Başka bir yedek tanrı Tonatiu'dur. Savaş ve güneş tanrısıydı, bu yüzden kimi kopyaladığını tahmin etmek zor değil. Sorun değil, Huitzilopochtli'yi zorlamadılar: Aztekler, farklı çağlarda farklı tanrıların hüküm sürdüğünü ilan ederek özdeş tanrılar sorununu çok zarif bir şekilde çözdüler. Tonatiu şu anda gökyüzünde yürüyor ve Huitzilopochtli biraz erken geldi.

Ancak Tonatiu, dünyanın yaratılmasından hemen sonra bir güneş tanrısı oldu. Sonra tanrılar, hangisinin güneş, hangilerinin ay olacağına karar vermek için toplandılar. Bunun için bir ateş yakıldı: kim atlarsa bir pozisyon alacak. Ağır, güçten düşüren bir deri hastalığından mustarip tanrılardan biri önce karar verdi. Ateşe atladı ve güneş tanrısı Tonatiu'ya dönüştü.

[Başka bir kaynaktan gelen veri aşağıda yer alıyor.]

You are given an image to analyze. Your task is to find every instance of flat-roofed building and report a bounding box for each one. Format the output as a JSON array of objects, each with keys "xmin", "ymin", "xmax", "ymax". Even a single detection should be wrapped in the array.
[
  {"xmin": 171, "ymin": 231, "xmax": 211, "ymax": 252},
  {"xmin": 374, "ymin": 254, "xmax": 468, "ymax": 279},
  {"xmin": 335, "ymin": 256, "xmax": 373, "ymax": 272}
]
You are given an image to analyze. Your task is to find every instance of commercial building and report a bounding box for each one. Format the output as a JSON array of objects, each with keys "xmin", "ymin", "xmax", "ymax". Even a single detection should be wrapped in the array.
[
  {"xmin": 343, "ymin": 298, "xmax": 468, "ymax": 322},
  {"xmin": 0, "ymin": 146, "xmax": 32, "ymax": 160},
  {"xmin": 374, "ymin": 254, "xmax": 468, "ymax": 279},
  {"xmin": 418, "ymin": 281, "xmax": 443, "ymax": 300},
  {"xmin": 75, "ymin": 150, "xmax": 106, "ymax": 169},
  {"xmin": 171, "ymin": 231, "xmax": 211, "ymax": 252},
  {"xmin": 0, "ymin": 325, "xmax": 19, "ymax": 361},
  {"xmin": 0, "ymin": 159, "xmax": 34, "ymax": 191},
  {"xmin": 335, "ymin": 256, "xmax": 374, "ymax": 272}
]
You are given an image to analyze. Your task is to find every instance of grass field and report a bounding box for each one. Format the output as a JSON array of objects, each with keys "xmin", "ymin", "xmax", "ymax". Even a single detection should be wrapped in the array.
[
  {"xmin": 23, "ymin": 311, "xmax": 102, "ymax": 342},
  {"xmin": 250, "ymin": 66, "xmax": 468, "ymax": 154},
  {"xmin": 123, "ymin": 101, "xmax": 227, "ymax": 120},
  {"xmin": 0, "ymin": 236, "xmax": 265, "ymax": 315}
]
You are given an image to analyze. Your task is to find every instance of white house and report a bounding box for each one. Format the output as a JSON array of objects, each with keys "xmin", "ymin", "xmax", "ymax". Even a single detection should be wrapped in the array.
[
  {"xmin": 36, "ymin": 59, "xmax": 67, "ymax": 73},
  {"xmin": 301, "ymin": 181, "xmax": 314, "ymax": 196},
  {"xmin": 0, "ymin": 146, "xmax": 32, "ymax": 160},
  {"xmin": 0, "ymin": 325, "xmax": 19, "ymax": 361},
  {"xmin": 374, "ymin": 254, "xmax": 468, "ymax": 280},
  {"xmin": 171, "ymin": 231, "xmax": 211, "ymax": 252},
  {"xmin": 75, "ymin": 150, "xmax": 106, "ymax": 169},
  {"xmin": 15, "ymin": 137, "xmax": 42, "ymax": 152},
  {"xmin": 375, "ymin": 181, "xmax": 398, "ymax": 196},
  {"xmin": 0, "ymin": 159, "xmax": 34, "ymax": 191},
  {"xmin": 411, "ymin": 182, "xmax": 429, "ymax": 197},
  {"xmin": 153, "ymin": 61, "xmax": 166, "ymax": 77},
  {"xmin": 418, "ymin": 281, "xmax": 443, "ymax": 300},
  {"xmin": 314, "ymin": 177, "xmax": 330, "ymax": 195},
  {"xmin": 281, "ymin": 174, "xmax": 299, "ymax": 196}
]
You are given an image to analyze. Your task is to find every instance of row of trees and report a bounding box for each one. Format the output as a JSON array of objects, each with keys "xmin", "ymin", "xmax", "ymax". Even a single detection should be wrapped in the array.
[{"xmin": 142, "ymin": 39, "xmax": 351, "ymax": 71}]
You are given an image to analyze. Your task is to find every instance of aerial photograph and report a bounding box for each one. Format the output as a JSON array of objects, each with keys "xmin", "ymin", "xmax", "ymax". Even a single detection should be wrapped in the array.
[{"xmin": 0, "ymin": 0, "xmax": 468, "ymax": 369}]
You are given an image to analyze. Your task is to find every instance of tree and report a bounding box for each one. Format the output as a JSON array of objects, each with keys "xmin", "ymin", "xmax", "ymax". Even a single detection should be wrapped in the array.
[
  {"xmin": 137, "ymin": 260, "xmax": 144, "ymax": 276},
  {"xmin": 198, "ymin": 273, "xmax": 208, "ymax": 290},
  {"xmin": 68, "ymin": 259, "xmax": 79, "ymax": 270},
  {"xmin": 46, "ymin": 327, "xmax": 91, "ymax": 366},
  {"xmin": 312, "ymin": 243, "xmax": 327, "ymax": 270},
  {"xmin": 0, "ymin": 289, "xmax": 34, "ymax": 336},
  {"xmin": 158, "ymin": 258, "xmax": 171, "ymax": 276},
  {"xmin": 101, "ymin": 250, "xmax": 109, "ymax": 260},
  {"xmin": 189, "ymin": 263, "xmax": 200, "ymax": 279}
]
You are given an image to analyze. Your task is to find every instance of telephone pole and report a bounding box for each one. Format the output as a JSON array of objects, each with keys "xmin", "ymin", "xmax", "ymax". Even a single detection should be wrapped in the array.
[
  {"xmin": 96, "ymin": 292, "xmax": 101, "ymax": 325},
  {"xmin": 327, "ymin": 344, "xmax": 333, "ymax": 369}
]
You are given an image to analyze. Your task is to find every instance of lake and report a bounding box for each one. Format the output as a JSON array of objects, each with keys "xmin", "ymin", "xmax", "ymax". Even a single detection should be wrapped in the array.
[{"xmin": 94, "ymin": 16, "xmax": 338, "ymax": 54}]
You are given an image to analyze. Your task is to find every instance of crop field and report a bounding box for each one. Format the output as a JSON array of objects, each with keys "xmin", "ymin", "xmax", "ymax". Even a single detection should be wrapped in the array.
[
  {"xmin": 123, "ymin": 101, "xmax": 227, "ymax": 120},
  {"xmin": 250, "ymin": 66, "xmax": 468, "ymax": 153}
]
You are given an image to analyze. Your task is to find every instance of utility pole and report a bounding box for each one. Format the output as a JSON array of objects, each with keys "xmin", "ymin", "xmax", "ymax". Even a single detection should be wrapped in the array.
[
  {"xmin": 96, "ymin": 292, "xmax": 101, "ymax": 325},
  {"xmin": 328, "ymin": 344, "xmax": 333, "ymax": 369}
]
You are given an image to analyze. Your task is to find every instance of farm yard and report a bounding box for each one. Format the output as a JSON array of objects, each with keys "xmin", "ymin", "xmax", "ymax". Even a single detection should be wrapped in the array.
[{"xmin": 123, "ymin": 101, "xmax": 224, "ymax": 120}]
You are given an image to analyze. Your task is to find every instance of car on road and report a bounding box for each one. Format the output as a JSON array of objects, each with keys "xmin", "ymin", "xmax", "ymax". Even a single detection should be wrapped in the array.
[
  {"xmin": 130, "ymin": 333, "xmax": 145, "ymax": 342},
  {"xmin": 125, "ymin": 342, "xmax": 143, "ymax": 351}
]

Bir başka tanrı olan Texistekal da Tonatiu'nun cesur davranışından sonra kendini ateşe atmaya karar verdi ve bunun sonucunda Ay'ın tanrısı Meztli oldu. Ve bu arada, yaşlı bir adamdan iyi bir adama dönüştü. Ya da kırmızı bir kız. Daha önce de belirtildiği gibi, kararsızdı. Üstelik uzun bir süre ay güneş kadar parlak parladı, insanların uyumasını engelledi, bu yüzden ona bir tavşan atmak zorunda kaldım.

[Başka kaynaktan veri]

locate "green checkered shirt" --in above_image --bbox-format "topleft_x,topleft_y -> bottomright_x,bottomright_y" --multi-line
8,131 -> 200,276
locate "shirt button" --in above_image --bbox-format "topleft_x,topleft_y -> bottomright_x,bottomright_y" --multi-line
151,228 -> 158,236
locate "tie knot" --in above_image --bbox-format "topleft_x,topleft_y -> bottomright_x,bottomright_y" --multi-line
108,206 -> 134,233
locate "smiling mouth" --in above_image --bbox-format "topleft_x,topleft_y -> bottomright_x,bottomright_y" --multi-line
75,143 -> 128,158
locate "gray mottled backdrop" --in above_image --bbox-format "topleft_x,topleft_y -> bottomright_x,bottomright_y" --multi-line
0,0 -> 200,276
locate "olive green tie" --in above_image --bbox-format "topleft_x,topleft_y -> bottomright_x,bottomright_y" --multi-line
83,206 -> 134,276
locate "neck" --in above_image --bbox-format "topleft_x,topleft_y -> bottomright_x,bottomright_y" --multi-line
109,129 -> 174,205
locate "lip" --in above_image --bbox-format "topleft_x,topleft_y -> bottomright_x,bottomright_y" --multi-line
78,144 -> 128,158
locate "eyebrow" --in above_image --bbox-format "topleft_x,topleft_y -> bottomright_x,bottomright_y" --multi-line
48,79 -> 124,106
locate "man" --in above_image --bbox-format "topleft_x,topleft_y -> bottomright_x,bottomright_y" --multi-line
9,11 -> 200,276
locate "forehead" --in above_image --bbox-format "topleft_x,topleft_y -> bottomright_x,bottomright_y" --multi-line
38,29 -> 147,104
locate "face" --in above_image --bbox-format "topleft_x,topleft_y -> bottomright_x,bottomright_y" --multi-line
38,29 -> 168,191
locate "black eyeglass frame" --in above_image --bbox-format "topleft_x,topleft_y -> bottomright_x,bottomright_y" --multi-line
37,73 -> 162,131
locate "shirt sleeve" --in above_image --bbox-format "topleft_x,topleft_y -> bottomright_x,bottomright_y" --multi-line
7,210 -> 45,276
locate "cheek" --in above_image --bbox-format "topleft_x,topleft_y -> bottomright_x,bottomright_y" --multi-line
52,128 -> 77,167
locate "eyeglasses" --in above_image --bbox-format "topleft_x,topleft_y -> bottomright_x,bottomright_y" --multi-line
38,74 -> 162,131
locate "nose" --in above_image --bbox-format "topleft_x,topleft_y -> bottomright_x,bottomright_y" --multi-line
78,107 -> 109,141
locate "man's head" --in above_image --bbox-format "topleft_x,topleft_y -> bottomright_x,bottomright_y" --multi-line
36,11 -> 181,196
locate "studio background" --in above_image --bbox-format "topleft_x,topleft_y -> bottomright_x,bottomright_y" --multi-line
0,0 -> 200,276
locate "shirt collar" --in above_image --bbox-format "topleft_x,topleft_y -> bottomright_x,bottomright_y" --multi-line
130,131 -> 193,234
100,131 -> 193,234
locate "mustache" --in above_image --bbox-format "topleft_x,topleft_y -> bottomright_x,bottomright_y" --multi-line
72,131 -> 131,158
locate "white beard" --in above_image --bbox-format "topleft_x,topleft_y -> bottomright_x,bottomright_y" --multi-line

Eekatl insanlara sevmeyi öğretti. Bu arada, ördek gagası var
Eekatl insanlara sevmeyi öğretti. Bu arada, ördek gagası var

Quetzalcoatl'ın enkarnasyonlarından biri rüzgar tanrısı Eekatl'dı. Güneşi nefesiyle gökyüzünde hareket ettirir ve dünyaya sevgiyi getiren de odur. Eekatl ölümlü bir kadına aşık olmadan önce insanlar aşkı bilmiyordu.

En eski tanrılardan biri Shiutekutli'dir. O, zamanın ve aynı zamanda ateşin tanrısıdır. Üstelik hem iç hem de yeraltı ateşi, yanardağlarda ve … gökten düşüyor. Muhtemelen, son hipostazı da göktaşı düşüşünün hatırasıyla ilişkilidir.

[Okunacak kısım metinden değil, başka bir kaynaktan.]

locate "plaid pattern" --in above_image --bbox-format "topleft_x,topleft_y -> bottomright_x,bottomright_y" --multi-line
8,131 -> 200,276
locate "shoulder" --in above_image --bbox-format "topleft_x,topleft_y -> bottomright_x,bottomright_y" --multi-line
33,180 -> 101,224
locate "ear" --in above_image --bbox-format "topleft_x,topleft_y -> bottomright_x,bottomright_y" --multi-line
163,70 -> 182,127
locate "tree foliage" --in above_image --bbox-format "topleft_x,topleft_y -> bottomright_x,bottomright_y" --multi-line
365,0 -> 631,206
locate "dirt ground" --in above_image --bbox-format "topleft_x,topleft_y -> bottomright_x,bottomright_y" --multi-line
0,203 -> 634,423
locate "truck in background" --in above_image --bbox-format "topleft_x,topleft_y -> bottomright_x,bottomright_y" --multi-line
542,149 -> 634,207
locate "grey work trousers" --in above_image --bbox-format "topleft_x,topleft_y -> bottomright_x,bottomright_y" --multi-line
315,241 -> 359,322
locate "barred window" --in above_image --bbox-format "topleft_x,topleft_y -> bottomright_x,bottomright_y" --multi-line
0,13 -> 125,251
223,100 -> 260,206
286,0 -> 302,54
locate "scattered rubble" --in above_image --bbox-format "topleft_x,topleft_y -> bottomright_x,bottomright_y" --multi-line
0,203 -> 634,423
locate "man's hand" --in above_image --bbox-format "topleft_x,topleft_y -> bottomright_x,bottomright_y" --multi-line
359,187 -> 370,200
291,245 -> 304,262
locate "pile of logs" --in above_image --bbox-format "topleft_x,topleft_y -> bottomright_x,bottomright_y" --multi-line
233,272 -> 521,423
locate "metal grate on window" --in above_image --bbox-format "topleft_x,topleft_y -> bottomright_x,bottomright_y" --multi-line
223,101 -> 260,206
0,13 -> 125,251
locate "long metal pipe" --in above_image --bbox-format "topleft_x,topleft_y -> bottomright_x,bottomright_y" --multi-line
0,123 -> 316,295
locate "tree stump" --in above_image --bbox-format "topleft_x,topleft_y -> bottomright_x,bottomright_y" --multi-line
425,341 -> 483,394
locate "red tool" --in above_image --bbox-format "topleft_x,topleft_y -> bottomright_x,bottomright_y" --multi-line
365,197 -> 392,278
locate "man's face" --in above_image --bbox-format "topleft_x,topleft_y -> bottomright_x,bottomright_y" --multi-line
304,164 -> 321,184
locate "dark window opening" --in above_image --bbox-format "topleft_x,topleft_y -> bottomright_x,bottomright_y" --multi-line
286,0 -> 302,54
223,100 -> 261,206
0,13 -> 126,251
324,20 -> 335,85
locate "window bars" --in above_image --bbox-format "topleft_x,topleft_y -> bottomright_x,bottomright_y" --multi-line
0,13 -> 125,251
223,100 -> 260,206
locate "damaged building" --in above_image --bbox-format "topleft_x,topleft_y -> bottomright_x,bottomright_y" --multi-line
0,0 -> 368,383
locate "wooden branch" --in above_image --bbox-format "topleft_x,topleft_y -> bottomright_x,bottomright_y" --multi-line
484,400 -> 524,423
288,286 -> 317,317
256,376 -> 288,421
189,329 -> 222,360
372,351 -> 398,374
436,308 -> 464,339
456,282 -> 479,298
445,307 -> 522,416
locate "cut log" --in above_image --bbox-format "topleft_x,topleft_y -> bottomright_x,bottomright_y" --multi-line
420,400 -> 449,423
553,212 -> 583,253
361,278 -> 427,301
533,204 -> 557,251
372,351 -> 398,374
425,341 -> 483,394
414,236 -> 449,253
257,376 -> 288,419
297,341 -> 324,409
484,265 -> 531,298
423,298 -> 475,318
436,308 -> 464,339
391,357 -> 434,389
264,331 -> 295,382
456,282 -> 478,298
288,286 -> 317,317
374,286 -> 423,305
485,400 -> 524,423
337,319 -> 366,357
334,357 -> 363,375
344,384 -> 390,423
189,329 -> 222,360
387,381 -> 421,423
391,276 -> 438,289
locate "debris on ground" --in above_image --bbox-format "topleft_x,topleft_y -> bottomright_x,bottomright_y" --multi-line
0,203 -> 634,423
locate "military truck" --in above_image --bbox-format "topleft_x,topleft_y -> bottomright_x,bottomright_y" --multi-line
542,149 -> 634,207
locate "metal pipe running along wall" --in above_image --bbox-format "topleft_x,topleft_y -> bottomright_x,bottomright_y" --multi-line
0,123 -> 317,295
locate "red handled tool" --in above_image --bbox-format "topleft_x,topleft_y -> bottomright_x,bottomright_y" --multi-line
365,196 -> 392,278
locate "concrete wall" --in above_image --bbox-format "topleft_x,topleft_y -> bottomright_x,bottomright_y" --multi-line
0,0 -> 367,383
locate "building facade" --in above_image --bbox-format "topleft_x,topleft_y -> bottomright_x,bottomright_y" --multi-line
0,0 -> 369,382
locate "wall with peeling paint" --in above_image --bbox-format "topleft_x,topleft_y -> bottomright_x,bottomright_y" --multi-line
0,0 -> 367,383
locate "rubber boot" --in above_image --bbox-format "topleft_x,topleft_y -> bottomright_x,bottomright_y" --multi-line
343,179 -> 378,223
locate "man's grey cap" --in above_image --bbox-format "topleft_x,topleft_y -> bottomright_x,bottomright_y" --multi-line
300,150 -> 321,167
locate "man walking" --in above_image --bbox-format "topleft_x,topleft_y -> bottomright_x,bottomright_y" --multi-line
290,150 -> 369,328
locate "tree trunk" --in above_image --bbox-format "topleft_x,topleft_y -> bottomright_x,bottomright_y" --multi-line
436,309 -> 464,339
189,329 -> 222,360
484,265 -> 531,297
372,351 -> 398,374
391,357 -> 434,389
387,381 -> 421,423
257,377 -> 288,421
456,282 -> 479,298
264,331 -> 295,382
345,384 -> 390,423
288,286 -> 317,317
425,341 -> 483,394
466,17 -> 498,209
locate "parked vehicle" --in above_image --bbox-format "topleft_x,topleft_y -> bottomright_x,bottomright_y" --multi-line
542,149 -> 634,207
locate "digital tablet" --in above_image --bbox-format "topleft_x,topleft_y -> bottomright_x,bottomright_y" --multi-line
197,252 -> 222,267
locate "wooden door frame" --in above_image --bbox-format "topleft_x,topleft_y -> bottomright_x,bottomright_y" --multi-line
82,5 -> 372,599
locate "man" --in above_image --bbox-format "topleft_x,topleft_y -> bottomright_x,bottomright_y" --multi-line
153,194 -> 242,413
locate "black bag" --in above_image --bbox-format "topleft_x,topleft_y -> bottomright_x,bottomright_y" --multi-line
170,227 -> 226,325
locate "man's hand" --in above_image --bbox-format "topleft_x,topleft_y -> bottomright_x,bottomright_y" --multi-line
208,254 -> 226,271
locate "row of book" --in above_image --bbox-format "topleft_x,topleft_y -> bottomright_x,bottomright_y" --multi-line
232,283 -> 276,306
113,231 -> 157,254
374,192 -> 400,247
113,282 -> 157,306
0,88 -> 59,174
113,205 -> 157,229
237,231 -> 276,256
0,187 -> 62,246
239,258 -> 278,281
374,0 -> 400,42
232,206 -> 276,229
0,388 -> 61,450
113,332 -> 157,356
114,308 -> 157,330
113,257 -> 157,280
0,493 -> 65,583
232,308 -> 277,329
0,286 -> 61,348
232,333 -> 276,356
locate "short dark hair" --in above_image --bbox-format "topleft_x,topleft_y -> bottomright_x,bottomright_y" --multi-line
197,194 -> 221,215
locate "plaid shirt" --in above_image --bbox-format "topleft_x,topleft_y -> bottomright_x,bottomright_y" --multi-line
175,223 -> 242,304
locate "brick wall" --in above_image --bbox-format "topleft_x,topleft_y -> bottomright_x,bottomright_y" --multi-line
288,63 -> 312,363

Aztekler arasındaki cennet cenneti, kader tanrıçası Itzpapalotl ("Obsidyen kelebeği") tarafından yönetiliyordu. Bir kelebek gibi, bir kadın olarak kanatlarının kenarlarında obsidyen bıçaklarla donanmıştır - güçlü pençeler; muhtemelen bu tanrıça başlangıçta çok savaşçıydı ve avı korudu. Dili için bir bıçak ve sihirli bir görünmezlik pelerini vardı.

Itzpapalotl
Itzpapalotl

Bir keresinde başına hoş olmayan bir hikaye geldi: belirli bir arkadaşıyla iki yıldız tanrısına geyik şeklinde göründü. Bu tanrılardan biri, elbette daha önce bir kadına dönüşen ve sonra onu yiyen Itzpapalotl'un bir arkadaşıyla çiftleşti (ve görünüşe göre, bir kadın gibi, bir geyiğe dönüşmeden). Ancak tanrıların ikincisi olan seçilmiş Itzpapalotl'un çok gergin bir insan olduğu ortaya çıktı. Bütün bunlara baktıktan sonra bir ateş yaktı, içine atladı ve öldü.

Kelebek tanrıçası kederden deliye döndü ve sonra - ya acıdığı için ya da böyle bir fırsat ortaya çıktığı için - ateş tanrısı tarafından öldürüldü. Başka bir versiyona göre, Miscoatl onu tamamen farklı koşullar altında öldürdü, çünkü erkek kardeşlerini öldürdü ve onları yedi. Ondan sonra vücudunu yaktı ve gözlerinin çevresine külle bir şerit çizdi.

Günümüzün kitabında olsaydı, Miscoatl'ın, kardeşi-yıldızın kavrulmuş cesedinin üzerinde duran tanrıçanın görüntüsünü elbette yanlış anladığı ortaya çıkacaktı, ancak Azteklerin sadece iki farklı hikayesi vardı.

Bazen geçmişin büyük medeniyetleri hakkında çok az şey biliyoruz. Ne yediler, ne takas ettiler ve Kızılderililerin Columbus'tan önce nasıl yaşadıkları: Gerçeklere karşı klişeler.